What this is about
Most things that work in the world are made of parts. Your phone is a stack of well-defined modules, each with a clean interface to the next. A cell is a collection of organelles. A proof is a chain of lemmas. A company is a set of teams with (mostly) known hand-offs. When we want to reason about a complicated system, the first thing we usually do is break it into pieces and think about the pieces.
AI, right now, is in a strange place with respect to this. On the one hand, modern systems are obviously built out of parts: transformer blocks, attention heads, mixture of experts, retrieval indices, tool calls, agent scaffolds. On the other hand, the pieces don’t always behave like pieces. Fine-tune one part of a model and something unrelated breaks. Add a new tool to an agent and the router picks it up in some situations but not others. Compose two prompts that each work fine on their own and get nonsense. The pieces exist in a trivial sense, but they are less part-like than the word “part” suggests, and I find that gap interesting.

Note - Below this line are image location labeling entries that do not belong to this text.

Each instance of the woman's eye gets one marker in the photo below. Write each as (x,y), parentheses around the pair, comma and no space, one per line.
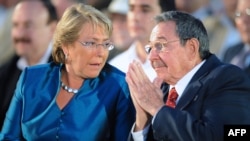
(89,43)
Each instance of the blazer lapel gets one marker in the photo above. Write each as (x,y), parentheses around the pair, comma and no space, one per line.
(191,93)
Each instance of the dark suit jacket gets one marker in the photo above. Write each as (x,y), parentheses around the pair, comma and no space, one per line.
(9,75)
(217,95)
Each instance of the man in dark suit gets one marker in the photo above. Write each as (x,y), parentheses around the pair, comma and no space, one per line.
(210,94)
(239,54)
(32,31)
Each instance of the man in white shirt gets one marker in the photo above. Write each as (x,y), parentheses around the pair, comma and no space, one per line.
(208,95)
(140,23)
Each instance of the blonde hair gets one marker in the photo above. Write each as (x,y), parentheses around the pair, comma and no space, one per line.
(69,27)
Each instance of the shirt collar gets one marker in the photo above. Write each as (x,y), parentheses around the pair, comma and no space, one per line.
(22,62)
(183,82)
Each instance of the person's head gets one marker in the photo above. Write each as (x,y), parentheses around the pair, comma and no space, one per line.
(177,44)
(82,40)
(141,14)
(33,24)
(242,19)
(117,11)
(190,6)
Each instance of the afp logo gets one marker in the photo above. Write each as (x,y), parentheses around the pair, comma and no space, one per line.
(237,132)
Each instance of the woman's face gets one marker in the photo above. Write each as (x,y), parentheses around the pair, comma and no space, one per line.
(87,55)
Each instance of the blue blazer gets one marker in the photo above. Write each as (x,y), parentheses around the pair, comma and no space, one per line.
(217,95)
(102,110)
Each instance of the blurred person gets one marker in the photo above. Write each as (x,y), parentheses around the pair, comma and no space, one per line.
(117,11)
(207,95)
(240,54)
(33,25)
(6,47)
(61,5)
(73,100)
(232,36)
(140,23)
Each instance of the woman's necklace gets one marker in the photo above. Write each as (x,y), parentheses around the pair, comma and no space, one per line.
(68,89)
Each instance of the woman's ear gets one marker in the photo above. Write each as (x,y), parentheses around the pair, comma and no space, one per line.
(193,46)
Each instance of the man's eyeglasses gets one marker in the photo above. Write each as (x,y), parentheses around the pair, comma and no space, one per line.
(92,45)
(159,46)
(239,14)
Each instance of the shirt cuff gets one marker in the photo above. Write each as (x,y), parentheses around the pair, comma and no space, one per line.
(140,135)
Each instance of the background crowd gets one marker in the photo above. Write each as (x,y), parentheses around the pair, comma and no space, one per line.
(26,34)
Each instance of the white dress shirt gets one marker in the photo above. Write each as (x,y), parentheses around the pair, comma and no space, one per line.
(180,87)
(22,62)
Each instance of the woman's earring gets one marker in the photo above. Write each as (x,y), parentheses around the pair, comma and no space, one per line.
(66,56)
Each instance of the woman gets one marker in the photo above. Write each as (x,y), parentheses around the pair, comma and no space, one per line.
(78,96)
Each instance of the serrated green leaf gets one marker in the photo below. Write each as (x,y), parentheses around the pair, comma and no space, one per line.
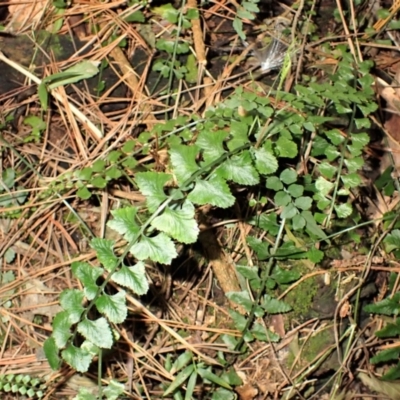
(274,183)
(133,278)
(61,329)
(124,222)
(211,142)
(159,249)
(288,176)
(113,307)
(114,390)
(181,378)
(183,159)
(184,359)
(351,180)
(239,169)
(51,351)
(327,170)
(104,252)
(315,255)
(295,190)
(77,358)
(260,247)
(88,275)
(71,300)
(178,223)
(343,210)
(283,276)
(98,332)
(289,211)
(298,222)
(266,163)
(84,193)
(282,199)
(151,184)
(323,186)
(303,202)
(286,147)
(274,306)
(215,192)
(241,298)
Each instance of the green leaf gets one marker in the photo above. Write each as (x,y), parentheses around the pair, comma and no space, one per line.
(274,306)
(51,351)
(178,223)
(61,329)
(239,169)
(212,144)
(295,190)
(286,148)
(71,300)
(181,378)
(303,202)
(259,246)
(113,307)
(392,241)
(266,162)
(84,193)
(343,210)
(114,390)
(104,252)
(133,278)
(323,186)
(98,332)
(282,199)
(151,184)
(88,275)
(124,222)
(298,222)
(274,183)
(159,248)
(312,226)
(327,170)
(288,176)
(335,136)
(183,159)
(241,298)
(315,255)
(289,211)
(83,70)
(184,359)
(215,192)
(351,180)
(283,276)
(77,358)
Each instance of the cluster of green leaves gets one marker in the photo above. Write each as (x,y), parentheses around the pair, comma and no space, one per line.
(188,371)
(208,160)
(24,385)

1. When does modularity actually emerge?
If you train a big network on a rich enough mixture of tasks, do clean, reusable modules show up on their own? A growing body of interpretability work says “sometimes, maybe, it depends how you look,” and I think the hedging in that answer is where the actual science lives. What counts as a module? How do we tell the difference between a network that is structurally modular and one that just happens to look modular under one particular probe? What would the null hypothesis even be?
2. When does composition generalize?
Once we have parts, when does snapping them together in new ways produce correct new behavior instead of noise? The classical compositional generalization benchmarks have mostly been solved by scale, but I don’t think that settled the question. It mostly showed that with enough data, memorization can do a convincing impression of composition. The question I care about is the harder one: in the regime where a model genuinely has to combine two things it has never seen together, what property of the model or its training predicts whether it will pull it off?
3. What is the right interface between parts?
This one is, I think, the most underrated of the three. Whenever we connect two modules we have to pick a medium. It can be a dense vector, a discrete token, a gradient, a natural-language message, or an executable program. Each choice makes different things easy and different things hard. Dense vectors are information-rich but opaque. Tokens are legible but lossy. Natural language is maximally flexible but adds a whole second inference problem at the boundary. Programs are precise but narrow. A lot of what gets attributed to architecture or scale may come down to choice of interface, and working out which parts do is near the top of what I want to spend time on.
How to read the posts
Everything in this section is written as working notes rather than finished papers. The style leans on the tradition set by distill.pub: margin notes, diagrams where they help, footnotes where they don’t, and prose that tries to be honest about what’s known and what isn’t. Posts are meant to be revised in public. If something is wrong, it will get fixed, not hidden.